Writing isn’t for sissies.

I have been journeying with a friend as she’s worked on her doctoral dissertation. A while ago, she’d asked me to do help her with some editing and offer some constructive criticism on her content. I reminded her that I do not possess even a bachelor’s degree*, but that I’d be happy to look for misplaced modifiers and call her out on her use of passive voice in her sentence construction. It’s been a lot of fun to watch her progress as a writer – and the subject of her dissertation has the potential to change the lives of many struggling elementary-school students.

Besides serving as a proofreader, I have occasionally been called on to rally her spirit. Though she’d written plenty of papers for her bachelor’s and master’s degrees, she’s never done anything quite like the kind of writing she’s now doing. She needs to have precise, well-crafted communication in order to create a compelling case for the kind of ground-breaking study she’s planning. She has a team of experts who are evaluating her content in terms of what it will do to advance their professional field of study, and a couple of lay-readers (like me) who have been tasked to read her work to see if it makes sense to people like us.

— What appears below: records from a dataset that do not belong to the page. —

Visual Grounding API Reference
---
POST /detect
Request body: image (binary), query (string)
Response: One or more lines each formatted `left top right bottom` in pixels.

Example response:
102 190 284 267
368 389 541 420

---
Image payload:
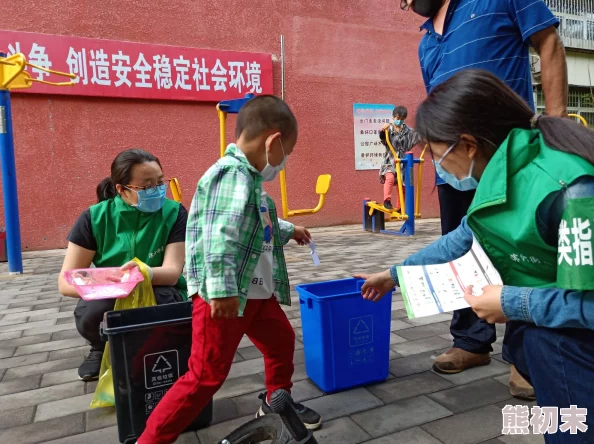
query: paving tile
8 299 61 309
0 330 23 341
0 405 35 429
41 368 80 387
52 329 83 341
362 426 442 444
197 415 253 443
0 348 15 359
2 307 59 320
0 374 41 396
214 374 265 400
435 359 510 386
0 333 52 350
390 334 407 345
421 405 504 444
0 317 29 327
390 336 452 357
390 320 413 331
291 363 309 382
42 425 119 443
49 345 90 361
352 395 452 438
237 335 255 349
0 381 85 412
14 337 86 356
212 398 241 425
22 322 76 336
227 357 265 380
35 393 95 421
0 352 49 370
314 417 371 443
0 307 32 319
3 356 84 380
398 324 451 341
0 412 84 443
406 313 453 326
428 378 513 413
84 406 117 432
0 319 56 333
301 388 384 422
389 349 449 378
85 380 98 394
232 379 323 416
368 371 454 404
237 346 262 361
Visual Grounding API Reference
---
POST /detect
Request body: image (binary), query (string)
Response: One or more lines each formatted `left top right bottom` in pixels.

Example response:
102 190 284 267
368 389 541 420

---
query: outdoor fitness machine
216 93 332 219
0 52 75 274
363 129 427 236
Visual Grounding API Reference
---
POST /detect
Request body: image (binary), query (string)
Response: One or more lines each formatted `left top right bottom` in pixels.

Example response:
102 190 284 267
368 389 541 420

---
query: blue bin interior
297 278 364 300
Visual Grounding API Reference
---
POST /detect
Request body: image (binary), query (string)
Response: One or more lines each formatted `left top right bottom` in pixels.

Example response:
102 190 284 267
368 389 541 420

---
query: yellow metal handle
568 113 588 127
1 53 76 90
415 144 428 218
384 129 405 216
217 105 228 158
170 178 182 202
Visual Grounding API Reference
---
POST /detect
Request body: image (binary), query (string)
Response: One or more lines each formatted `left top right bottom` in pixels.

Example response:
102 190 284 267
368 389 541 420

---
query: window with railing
546 0 594 51
536 85 594 124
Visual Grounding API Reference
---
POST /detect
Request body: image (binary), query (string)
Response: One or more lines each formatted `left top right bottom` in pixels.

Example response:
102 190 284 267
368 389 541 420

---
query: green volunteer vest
89 196 187 299
467 128 594 290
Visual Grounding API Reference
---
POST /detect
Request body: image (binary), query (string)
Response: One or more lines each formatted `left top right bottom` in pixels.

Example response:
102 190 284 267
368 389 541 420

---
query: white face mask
260 138 287 182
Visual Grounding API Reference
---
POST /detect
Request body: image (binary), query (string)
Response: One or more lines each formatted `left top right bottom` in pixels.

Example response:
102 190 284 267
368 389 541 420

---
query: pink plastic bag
63 267 144 301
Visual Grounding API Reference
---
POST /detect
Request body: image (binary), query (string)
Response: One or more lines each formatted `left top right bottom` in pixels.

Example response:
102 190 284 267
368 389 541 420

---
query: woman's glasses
125 181 169 195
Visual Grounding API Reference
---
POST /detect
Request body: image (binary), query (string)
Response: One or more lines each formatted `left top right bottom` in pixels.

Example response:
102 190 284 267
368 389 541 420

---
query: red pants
139 297 295 444
383 172 404 206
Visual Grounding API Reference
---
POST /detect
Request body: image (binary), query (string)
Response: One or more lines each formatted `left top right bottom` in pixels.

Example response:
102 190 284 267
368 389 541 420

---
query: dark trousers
507 323 594 443
438 183 497 354
74 286 183 349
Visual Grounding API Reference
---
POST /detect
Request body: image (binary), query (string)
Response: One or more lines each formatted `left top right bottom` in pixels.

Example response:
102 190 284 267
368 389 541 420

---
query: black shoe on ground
383 199 393 210
78 347 104 381
255 392 322 430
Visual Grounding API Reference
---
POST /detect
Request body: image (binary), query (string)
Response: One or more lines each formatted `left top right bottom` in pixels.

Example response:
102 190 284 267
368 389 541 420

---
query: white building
533 0 594 123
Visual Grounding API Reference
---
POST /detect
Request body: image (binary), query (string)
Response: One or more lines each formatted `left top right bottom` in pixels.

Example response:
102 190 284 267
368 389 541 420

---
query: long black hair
96 149 162 202
415 69 594 165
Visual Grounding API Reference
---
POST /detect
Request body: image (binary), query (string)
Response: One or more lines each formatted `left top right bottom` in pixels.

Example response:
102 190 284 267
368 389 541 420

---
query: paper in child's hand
309 241 320 267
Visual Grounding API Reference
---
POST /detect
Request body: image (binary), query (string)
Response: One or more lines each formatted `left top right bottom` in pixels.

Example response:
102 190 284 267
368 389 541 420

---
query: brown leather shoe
432 347 491 374
509 364 536 401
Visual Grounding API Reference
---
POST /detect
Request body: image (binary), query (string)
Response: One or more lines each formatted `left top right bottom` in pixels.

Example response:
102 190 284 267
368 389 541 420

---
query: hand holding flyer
396 237 503 319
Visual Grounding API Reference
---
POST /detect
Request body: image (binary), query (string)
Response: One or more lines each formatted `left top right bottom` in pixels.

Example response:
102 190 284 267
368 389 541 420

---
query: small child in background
379 106 421 211
138 95 322 444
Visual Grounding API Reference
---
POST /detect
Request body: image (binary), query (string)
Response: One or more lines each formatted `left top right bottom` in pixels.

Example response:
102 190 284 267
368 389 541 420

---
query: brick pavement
0 220 543 443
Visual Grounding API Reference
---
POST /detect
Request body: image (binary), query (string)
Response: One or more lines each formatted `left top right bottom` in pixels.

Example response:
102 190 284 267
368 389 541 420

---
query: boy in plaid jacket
139 95 322 443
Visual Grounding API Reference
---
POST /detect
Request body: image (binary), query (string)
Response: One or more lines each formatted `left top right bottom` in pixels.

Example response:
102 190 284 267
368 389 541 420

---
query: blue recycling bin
296 278 393 393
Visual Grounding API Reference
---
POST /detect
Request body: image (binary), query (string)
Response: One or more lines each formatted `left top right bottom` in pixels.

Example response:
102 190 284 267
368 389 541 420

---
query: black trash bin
102 301 213 444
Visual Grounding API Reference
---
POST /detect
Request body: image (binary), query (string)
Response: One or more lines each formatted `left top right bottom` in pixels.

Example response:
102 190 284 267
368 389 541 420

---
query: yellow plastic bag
90 259 157 409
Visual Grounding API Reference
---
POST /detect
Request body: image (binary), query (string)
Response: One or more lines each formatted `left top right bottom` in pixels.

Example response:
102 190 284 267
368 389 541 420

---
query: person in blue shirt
357 69 594 443
400 0 568 396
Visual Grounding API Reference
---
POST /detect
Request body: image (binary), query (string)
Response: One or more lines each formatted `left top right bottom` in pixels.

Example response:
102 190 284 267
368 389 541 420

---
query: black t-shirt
67 204 188 251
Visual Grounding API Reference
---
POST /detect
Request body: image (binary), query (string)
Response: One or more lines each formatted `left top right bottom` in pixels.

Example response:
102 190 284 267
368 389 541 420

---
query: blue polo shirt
419 0 558 184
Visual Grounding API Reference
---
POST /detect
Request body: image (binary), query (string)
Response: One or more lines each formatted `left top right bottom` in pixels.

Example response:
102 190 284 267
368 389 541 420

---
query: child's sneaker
256 392 322 430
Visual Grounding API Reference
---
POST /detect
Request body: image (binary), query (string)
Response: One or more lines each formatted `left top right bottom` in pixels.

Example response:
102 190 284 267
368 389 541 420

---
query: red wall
1 0 439 251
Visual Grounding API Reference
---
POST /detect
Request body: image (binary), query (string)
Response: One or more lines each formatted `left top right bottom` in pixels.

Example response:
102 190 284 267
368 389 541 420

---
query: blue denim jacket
389 176 594 330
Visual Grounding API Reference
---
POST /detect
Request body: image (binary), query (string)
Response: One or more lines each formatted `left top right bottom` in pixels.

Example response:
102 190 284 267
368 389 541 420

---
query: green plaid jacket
186 144 295 316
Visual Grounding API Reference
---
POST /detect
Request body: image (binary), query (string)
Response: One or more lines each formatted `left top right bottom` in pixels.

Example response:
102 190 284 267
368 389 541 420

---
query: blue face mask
433 143 479 191
127 184 167 213
393 120 403 126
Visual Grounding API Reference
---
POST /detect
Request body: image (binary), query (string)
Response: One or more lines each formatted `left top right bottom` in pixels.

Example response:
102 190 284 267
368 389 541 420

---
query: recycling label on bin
349 315 373 347
144 350 180 390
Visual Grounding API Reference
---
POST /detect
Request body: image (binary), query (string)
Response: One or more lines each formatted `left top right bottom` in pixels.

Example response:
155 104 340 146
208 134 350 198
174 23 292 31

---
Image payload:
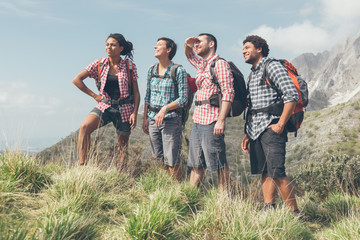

She’s expressed all the emotions of every serious writer’s journey: inspiration, hopefulness, frustration, self-doubt, confusion, exhaustion, joy, sadness, courage.  Lather. Rinse. Repeat.

“How can you do this?” she asked me a few months ago after a particularly bumpy stretch of bad road. “I don’t understand how you can keep writing.”

When I hit a bumpy stretch of bad road (in the form of a form rejection or too much mindless internet surfing to distract myself from the fact that my ideas are coming as far apart as exit ramps on a North Dakota highway), I ask myself the same question.

And then I keep writing. Or surfing, as the case may be.

I’ve been writing for most of my adult life. I don’t know how not to write. The sweetness of shaping a string of words into a sentence that moves a reader is simultaneously addictive and freeing. It is the way I connect to God – writing is at once prayer, confession, absolution and worship.

My friend is apprenticing into this life now. I know she thought she was getting her PhD., but she is learning the writers’ vocation as well. Whether she continues after she completes her dissertation, I am certain she will never look at the printed…the written…word the same way again after this experience.

* * * * * * *
A nice note from my own writing odyssey: Last week, I received a hot-off-the-presses copy of Hope Journey, a book penned by the father-daughter team of Bob and Amyann Hartley. A young woman I once mentored now serves in Bob’s ministry, and suggested I help with editing of their self-published project. Their book was a combination of memoir and Bob’s teaching about how to bring the hope of God into every arena of life. They were a delight to work with, and as I held the finished product in my hands, I believe they have been changed and stretched by going through this process.

Writing isn’t for sissies, indeed! Congratulations to their team!

*There was talk about me completing my degree when I first got a full-time position at Trinity two years ago, but I left the job before anyone there got serious about making me actually take any classes.